Ein Projekt der Komischen Oper Berlin
19. April 2011Sie waren zum ersten Mal in der Oper: Frauen, die aus der Türkei und dem Libanon stammen und heute in Berlin leben. Dass sie "Die Rote Zora" gesehen haben, verdanken sie ihren Kindern. Beziehungsweise deren Lehrern und Lehrerinnen, die mit der Klasse und interessierten Eltern in die Vorstellung gegangen sind, nachdem sie an einem einführenden Workshop teilgenommen haben.
Spielerische Annäherung
Dort wurden die Kinder spielerisch in die Geschichte von der "Roten Zora" eingeführt. Denn die Vorlage der Oper, den Kinderbuchklassiker von Kurt Held, kennen längst nicht alle. Er spielt in Kroatien und erzählt von Zora, dem Mädchen mit den roten Haaren, das den Waisenjungen Branko in ihre Bande mittelloser Kinder aufgenommen hat. Gemeinsam kämpfen sie nun ums Überleben und gegen die allgemeine Verachtung. Aus der Gegend, in der diese Geschichte spielt, kommt der sogenannte Schlangentanz. Das erzählt Workshop-Leiter Tobias Reiser den Kindern. Und dann bittet der Musikpädagoge sie, sich hintereinander aufzustellen, die Hände auf die Schulter des Vordermannes oder der Vorderfrau zu legen und sich in Bewegung zu setzen, sobald die Musik erklingt. Los geht es, und die Kinderschlange kichert.

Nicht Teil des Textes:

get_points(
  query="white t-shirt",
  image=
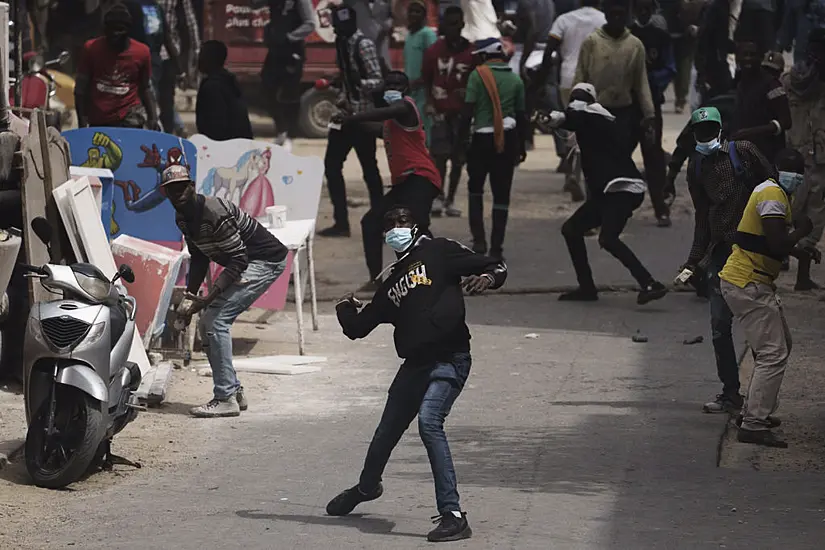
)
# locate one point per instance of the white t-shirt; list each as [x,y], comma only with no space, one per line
[572,28]
[480,20]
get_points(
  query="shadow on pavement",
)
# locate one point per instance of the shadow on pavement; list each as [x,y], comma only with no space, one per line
[365,524]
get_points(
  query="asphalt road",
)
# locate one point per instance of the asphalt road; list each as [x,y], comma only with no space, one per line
[572,438]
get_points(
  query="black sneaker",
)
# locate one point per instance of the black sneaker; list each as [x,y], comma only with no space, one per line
[335,231]
[580,295]
[347,500]
[761,437]
[773,421]
[653,291]
[240,396]
[450,527]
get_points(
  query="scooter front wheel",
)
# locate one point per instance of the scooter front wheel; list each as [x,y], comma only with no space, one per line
[57,459]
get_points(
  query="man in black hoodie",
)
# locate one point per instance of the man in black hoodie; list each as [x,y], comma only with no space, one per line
[221,111]
[615,190]
[422,297]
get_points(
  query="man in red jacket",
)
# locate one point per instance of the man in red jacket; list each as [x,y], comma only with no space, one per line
[113,86]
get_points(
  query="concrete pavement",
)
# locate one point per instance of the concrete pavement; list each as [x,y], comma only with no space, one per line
[577,438]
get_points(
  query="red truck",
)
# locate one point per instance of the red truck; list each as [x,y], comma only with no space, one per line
[240,25]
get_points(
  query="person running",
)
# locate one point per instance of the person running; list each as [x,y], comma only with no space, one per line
[651,29]
[419,38]
[290,23]
[415,179]
[494,104]
[422,298]
[721,175]
[447,64]
[747,282]
[362,79]
[805,85]
[220,111]
[217,231]
[762,114]
[615,190]
[567,35]
[113,85]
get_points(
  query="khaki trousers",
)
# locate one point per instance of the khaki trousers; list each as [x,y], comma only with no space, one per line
[760,313]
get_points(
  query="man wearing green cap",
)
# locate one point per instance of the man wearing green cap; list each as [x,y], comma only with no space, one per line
[721,176]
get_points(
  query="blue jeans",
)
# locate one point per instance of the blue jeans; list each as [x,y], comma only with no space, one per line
[428,391]
[721,321]
[216,321]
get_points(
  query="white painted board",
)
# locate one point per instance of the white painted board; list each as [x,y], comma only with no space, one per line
[93,236]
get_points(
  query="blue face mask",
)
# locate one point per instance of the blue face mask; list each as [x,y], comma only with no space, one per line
[399,238]
[707,147]
[391,96]
[790,181]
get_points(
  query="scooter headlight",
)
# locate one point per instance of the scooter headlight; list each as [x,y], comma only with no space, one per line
[37,333]
[92,337]
[96,288]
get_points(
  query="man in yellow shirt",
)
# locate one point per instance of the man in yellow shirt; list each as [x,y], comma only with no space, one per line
[763,238]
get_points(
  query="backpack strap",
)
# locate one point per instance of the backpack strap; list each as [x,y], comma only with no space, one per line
[738,170]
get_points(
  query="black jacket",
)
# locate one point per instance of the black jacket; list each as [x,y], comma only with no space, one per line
[221,111]
[604,154]
[423,299]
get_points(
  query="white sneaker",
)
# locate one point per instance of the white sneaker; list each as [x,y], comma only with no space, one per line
[217,409]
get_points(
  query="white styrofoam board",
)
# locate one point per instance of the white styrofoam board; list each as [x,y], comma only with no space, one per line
[93,236]
[61,198]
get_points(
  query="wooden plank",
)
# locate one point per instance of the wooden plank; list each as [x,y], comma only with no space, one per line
[55,151]
[34,205]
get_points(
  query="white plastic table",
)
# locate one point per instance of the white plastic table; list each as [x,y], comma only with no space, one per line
[297,236]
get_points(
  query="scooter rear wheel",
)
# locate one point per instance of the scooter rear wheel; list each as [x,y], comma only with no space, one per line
[57,460]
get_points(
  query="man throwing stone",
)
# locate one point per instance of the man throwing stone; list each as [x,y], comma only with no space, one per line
[252,258]
[763,239]
[422,297]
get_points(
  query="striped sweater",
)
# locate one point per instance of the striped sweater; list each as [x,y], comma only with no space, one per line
[222,233]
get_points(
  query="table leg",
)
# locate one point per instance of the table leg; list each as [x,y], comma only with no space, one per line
[299,299]
[312,294]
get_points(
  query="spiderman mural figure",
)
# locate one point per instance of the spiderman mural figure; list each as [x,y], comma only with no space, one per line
[133,198]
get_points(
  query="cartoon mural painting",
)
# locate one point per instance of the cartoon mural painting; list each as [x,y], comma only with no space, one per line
[137,158]
[132,193]
[245,183]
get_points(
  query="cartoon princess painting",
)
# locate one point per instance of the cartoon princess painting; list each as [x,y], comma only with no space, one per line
[245,183]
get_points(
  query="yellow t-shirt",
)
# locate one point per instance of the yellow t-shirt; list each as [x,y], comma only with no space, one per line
[751,261]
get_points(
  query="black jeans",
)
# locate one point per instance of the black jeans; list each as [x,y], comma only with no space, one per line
[428,391]
[445,145]
[282,88]
[721,322]
[416,193]
[653,155]
[610,211]
[484,160]
[339,144]
[166,95]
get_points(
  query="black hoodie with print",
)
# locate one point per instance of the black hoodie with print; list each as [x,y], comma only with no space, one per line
[221,111]
[422,297]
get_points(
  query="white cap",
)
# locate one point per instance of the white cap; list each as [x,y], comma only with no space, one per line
[586,87]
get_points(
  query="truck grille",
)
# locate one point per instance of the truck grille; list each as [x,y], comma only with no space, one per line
[64,332]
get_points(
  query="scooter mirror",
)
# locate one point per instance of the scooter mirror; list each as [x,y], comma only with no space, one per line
[126,273]
[43,229]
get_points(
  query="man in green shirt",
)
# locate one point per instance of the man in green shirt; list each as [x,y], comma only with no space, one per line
[494,104]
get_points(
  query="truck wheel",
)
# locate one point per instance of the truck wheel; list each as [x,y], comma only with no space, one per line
[317,107]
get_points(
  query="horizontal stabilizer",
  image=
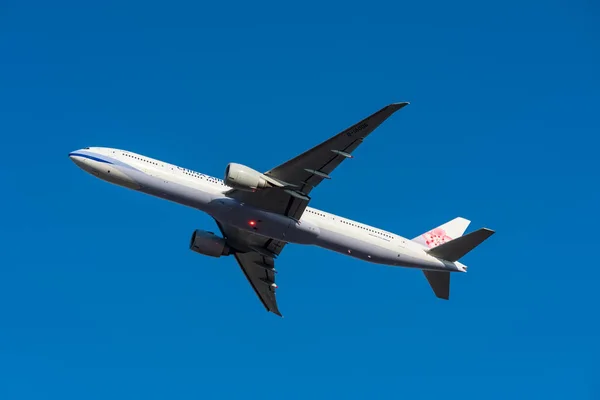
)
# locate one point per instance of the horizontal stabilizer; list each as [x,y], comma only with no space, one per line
[454,249]
[439,282]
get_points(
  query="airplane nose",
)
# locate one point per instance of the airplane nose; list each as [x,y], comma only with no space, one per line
[76,158]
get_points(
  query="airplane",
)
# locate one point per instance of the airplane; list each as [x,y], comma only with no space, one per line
[258,214]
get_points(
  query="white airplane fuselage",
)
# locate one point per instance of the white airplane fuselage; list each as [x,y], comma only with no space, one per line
[208,194]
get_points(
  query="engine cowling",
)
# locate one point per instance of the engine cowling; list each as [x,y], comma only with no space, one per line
[209,244]
[240,177]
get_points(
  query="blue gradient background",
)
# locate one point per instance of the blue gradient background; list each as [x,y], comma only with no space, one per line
[101,297]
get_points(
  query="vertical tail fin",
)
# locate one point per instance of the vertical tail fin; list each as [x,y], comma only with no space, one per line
[443,233]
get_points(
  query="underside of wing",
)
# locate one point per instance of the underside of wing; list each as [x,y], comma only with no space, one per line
[310,168]
[256,257]
[298,176]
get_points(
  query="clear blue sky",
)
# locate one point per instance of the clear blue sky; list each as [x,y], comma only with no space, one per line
[101,297]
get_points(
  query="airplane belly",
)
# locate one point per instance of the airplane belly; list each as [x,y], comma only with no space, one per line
[254,220]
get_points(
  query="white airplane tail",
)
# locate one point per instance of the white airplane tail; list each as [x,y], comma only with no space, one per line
[448,243]
[443,233]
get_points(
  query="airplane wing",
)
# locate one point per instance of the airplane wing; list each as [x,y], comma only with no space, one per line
[256,257]
[304,172]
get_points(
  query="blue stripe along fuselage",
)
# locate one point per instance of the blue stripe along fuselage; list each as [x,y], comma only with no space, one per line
[89,157]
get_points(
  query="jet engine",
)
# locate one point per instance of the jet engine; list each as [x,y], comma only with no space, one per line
[209,244]
[244,178]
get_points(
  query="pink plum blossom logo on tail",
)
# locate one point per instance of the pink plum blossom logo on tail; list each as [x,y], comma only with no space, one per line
[436,237]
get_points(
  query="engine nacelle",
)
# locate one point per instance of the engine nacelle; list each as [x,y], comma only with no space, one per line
[240,177]
[209,244]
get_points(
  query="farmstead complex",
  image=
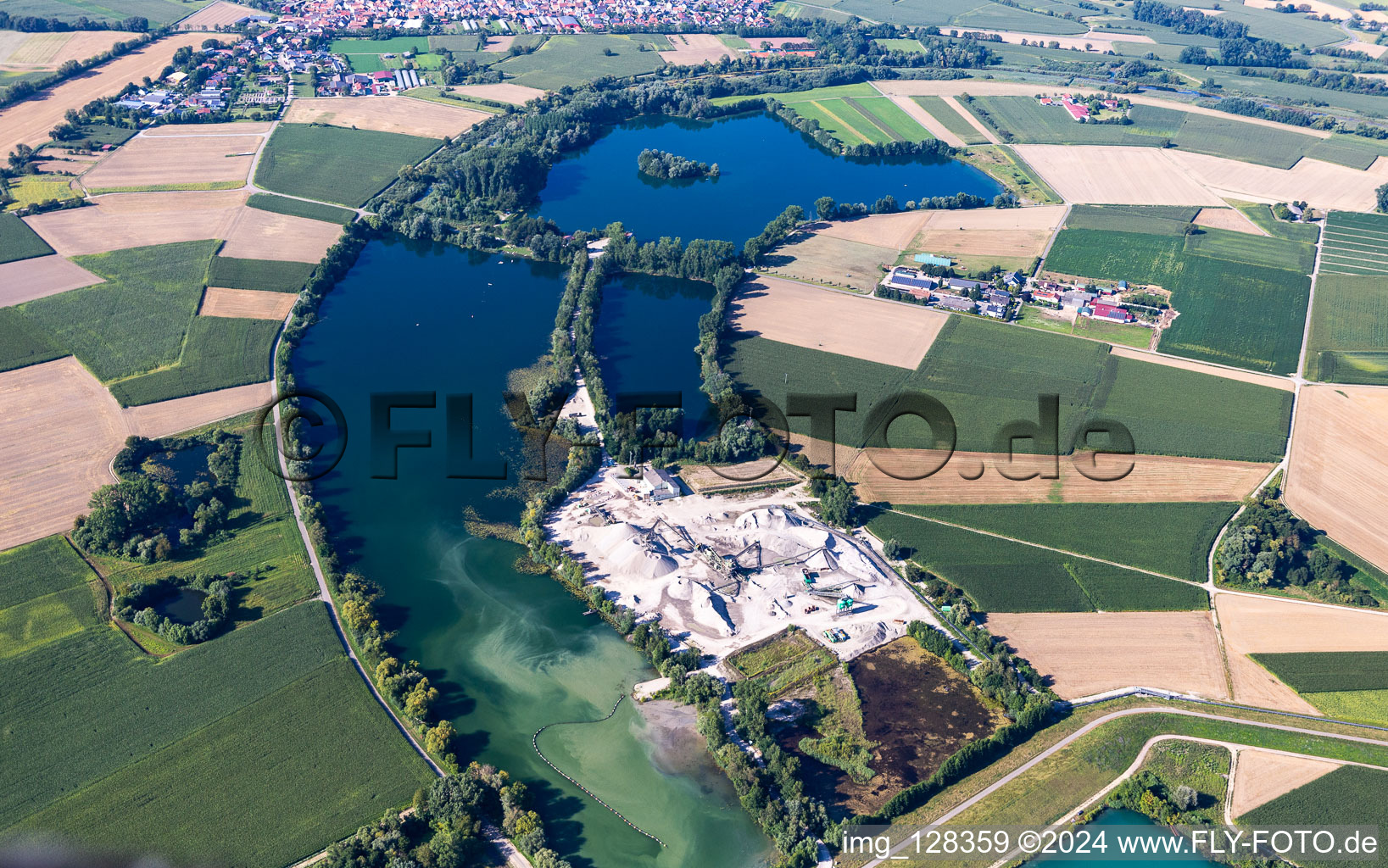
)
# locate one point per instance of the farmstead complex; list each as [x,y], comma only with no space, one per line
[443,433]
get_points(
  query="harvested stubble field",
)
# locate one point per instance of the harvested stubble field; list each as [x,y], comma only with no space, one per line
[176,159]
[1262,776]
[1266,624]
[30,279]
[836,322]
[28,122]
[331,164]
[248,304]
[1154,479]
[1337,475]
[1174,651]
[392,114]
[694,49]
[830,261]
[1006,576]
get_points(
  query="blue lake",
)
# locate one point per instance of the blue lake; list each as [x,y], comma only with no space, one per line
[765,167]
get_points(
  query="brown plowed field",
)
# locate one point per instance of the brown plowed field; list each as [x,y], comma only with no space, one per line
[1091,652]
[217,14]
[693,49]
[1154,479]
[30,279]
[137,220]
[1268,624]
[246,304]
[30,121]
[836,322]
[176,159]
[1337,473]
[386,114]
[264,235]
[1259,776]
[501,93]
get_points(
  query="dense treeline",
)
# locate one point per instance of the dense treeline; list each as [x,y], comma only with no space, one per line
[446,826]
[137,516]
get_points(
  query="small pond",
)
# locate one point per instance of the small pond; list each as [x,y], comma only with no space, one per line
[183,605]
[765,167]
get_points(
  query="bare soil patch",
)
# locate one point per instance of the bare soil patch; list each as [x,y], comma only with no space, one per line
[264,235]
[137,220]
[217,14]
[1268,624]
[30,279]
[1322,183]
[30,121]
[1101,174]
[836,322]
[1090,652]
[1229,373]
[832,261]
[182,414]
[1227,218]
[693,49]
[246,304]
[1337,473]
[176,159]
[1261,776]
[503,93]
[1154,479]
[386,114]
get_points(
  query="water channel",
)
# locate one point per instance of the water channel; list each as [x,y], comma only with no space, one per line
[511,649]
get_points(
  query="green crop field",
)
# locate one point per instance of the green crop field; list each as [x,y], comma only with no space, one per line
[337,165]
[987,375]
[1348,795]
[294,770]
[575,60]
[293,207]
[1353,152]
[268,275]
[133,322]
[1150,220]
[1362,706]
[220,353]
[24,342]
[1170,538]
[1252,250]
[1231,312]
[1002,576]
[1329,671]
[265,541]
[1348,331]
[19,242]
[1355,244]
[1024,120]
[952,121]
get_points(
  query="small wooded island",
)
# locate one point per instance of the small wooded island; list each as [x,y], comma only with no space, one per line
[672,167]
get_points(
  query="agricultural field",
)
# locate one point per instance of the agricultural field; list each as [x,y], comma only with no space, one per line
[1348,331]
[268,275]
[951,120]
[1355,244]
[573,60]
[1134,534]
[293,207]
[1004,576]
[337,165]
[973,365]
[248,700]
[218,353]
[19,242]
[1231,312]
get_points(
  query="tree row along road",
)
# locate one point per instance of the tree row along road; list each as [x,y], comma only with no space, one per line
[993,787]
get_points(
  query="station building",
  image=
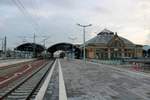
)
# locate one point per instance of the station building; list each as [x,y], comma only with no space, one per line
[108,45]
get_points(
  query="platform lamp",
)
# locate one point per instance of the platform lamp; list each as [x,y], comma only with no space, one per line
[84,26]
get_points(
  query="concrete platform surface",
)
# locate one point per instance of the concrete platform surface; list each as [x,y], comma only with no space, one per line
[101,82]
[13,61]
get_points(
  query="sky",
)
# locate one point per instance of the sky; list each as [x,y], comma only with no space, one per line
[56,20]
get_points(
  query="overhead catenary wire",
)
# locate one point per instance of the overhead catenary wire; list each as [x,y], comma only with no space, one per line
[24,11]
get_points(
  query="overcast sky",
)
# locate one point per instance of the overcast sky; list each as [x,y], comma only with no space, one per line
[57,19]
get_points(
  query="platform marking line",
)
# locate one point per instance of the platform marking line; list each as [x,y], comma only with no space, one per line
[44,87]
[62,88]
[124,70]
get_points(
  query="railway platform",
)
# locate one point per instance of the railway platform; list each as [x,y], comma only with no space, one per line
[64,79]
[93,81]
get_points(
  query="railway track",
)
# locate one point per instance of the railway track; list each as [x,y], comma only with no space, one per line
[28,87]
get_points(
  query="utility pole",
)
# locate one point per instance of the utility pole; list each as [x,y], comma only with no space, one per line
[34,55]
[73,39]
[84,26]
[5,46]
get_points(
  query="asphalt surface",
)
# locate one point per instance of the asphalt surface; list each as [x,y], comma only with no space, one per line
[103,82]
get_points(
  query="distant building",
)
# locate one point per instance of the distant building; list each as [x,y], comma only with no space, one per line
[108,45]
[146,51]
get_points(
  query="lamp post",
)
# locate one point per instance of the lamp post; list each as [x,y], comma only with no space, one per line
[72,51]
[84,26]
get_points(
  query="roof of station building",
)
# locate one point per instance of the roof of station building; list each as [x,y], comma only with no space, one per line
[30,46]
[105,36]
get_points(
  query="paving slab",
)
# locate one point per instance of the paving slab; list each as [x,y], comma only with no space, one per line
[13,61]
[102,82]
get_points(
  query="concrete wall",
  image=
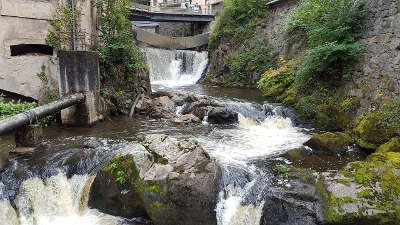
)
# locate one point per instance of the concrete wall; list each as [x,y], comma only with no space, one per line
[181,29]
[377,76]
[22,23]
[26,22]
[79,72]
[161,41]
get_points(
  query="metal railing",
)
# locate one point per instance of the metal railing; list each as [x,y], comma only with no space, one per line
[169,9]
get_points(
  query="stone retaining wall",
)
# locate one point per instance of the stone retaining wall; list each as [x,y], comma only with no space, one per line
[166,42]
[377,76]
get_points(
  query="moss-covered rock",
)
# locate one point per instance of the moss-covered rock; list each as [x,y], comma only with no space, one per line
[170,181]
[371,131]
[391,146]
[370,195]
[328,142]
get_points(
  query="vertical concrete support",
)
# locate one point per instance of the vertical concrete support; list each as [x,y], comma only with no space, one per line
[6,144]
[29,136]
[79,72]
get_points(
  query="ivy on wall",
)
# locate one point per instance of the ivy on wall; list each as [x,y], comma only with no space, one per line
[64,23]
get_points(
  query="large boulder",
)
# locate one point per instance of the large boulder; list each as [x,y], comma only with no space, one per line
[365,192]
[171,181]
[391,146]
[371,131]
[192,108]
[221,115]
[328,142]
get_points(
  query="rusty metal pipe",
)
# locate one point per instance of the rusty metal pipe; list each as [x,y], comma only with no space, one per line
[30,116]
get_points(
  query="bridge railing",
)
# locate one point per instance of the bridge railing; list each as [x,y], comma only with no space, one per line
[167,9]
[162,41]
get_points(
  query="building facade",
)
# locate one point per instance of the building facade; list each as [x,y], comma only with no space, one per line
[24,56]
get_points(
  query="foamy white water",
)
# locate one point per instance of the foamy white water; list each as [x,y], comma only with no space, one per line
[173,68]
[237,147]
[55,201]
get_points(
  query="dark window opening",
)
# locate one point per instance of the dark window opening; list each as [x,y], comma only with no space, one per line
[31,49]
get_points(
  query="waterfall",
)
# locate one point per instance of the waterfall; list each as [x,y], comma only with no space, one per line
[257,136]
[175,67]
[55,200]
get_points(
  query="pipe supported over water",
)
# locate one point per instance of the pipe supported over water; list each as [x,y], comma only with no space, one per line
[32,115]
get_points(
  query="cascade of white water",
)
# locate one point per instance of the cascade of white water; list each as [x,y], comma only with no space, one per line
[175,67]
[56,200]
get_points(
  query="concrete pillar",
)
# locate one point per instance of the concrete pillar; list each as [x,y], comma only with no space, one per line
[79,73]
[6,144]
[29,136]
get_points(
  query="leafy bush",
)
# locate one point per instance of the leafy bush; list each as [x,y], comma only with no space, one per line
[391,113]
[63,23]
[275,82]
[253,60]
[236,21]
[120,57]
[331,30]
[328,62]
[11,108]
[371,130]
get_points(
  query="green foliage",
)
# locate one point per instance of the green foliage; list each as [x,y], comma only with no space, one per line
[331,30]
[372,131]
[324,107]
[275,82]
[253,60]
[282,170]
[328,62]
[390,113]
[123,169]
[62,22]
[143,2]
[236,21]
[391,146]
[118,53]
[11,108]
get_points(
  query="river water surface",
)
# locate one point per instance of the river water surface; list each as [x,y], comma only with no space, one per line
[51,186]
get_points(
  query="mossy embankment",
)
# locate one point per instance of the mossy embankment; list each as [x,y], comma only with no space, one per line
[314,80]
[315,83]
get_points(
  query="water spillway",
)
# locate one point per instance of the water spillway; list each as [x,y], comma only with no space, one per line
[175,67]
[52,186]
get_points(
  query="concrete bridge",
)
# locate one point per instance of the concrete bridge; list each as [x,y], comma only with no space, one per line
[161,41]
[146,13]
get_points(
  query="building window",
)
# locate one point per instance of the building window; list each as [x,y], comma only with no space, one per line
[31,49]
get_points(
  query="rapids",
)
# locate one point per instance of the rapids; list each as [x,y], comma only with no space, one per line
[51,187]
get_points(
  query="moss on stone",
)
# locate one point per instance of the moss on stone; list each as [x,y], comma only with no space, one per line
[331,142]
[391,146]
[124,171]
[330,202]
[371,132]
[366,193]
[154,187]
[345,180]
[379,170]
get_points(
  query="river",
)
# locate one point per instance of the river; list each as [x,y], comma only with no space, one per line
[51,186]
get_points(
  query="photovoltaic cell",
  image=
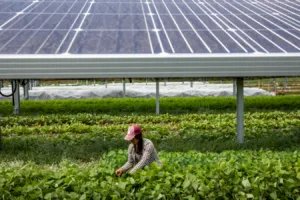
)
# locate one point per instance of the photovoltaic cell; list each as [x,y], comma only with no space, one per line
[148,26]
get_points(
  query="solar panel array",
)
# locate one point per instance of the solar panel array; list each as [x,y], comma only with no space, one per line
[149,26]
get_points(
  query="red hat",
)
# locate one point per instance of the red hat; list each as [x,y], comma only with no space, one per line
[133,130]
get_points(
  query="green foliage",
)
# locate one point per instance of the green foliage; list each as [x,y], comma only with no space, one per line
[72,153]
[191,175]
[174,105]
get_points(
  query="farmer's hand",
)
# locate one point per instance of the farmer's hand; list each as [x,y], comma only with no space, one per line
[119,172]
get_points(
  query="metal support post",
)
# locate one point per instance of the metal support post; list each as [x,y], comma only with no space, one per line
[157,96]
[285,84]
[26,90]
[234,87]
[16,97]
[240,110]
[124,87]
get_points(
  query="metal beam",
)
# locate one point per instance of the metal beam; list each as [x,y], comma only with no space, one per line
[240,110]
[157,96]
[144,66]
[124,87]
[16,96]
[26,90]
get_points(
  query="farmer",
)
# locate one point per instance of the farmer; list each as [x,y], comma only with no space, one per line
[141,151]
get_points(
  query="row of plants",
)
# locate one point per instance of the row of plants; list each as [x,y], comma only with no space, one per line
[104,119]
[147,105]
[191,175]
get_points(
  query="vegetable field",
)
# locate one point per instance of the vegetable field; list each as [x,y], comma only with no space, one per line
[69,149]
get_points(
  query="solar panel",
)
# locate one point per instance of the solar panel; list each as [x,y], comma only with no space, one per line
[149,26]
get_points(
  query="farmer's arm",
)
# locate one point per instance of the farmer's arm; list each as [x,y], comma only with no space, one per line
[129,164]
[146,158]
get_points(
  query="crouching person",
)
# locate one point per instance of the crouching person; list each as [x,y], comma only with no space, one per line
[141,151]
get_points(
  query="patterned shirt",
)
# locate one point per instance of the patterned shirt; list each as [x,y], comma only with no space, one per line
[137,161]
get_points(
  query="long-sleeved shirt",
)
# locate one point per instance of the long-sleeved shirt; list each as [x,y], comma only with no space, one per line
[137,161]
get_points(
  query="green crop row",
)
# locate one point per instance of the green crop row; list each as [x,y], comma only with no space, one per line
[172,105]
[100,119]
[192,175]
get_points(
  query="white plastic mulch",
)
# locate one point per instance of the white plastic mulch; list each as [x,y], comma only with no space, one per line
[168,89]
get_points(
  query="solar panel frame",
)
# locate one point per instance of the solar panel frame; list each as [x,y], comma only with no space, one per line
[104,36]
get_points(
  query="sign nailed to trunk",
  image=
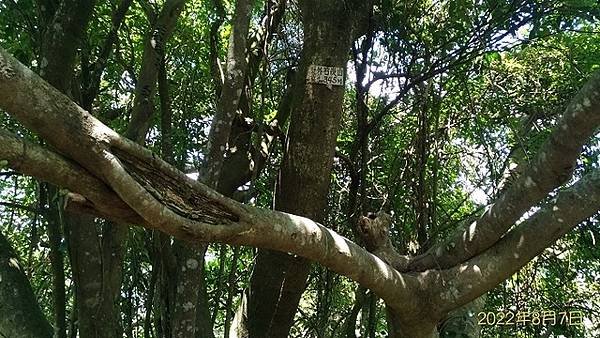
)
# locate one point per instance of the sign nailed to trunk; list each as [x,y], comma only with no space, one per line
[329,76]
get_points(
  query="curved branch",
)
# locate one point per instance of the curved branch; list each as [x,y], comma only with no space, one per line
[571,206]
[551,168]
[169,201]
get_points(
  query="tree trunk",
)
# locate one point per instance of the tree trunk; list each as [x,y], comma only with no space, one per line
[279,280]
[20,314]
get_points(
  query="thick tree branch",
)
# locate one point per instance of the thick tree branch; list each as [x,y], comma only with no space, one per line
[571,206]
[169,201]
[551,168]
[31,159]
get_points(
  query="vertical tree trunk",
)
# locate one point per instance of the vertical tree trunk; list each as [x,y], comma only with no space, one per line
[279,280]
[49,195]
[20,314]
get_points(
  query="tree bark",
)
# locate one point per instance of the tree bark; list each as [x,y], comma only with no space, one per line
[278,279]
[20,314]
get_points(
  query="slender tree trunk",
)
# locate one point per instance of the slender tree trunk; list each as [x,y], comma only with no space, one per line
[49,195]
[20,314]
[279,280]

So tanzen sie sich hinein in die Geschichte der "Roten Zora", in der es um Gerechtigkeit geht, um Sicherheit, um Ängste und die Frage, was man darf und was man besser lassen sollte. Sie lernen zu kämpfen, ohne sich zu verletzen, so, wie es die Darsteller auf der Bühne machen. Sie interpretieren die einzelnen Figuren und formen aus ihren Körpern deren Abbild. Die Zeit verfliegt, alle machen mit, ein bisschen reserviert zunächst, dann immer selbstverständlicher und ganz gelöst.
Kunst und Leben
Sie möchten eine Beziehung herstellen zwischen dem Leben der Kinder und dem Geschehen auf der Bühne, sagt Anne-Kathrin Ostrop, die für die theaterpädagogische Arbeit an der Komischen Oper verantwortlich ist. Wenn man versucht, die Kinder in die Geschichte zu verwickeln, "dann interpretieren die Schüler eine Geschichte, ein Werk aus ihrer Lebenserfahrung heraus. Oper wird da quasi auf den Prüfstand genommen. Ins Leben geholt". Und das funktioniere eigentlich immer.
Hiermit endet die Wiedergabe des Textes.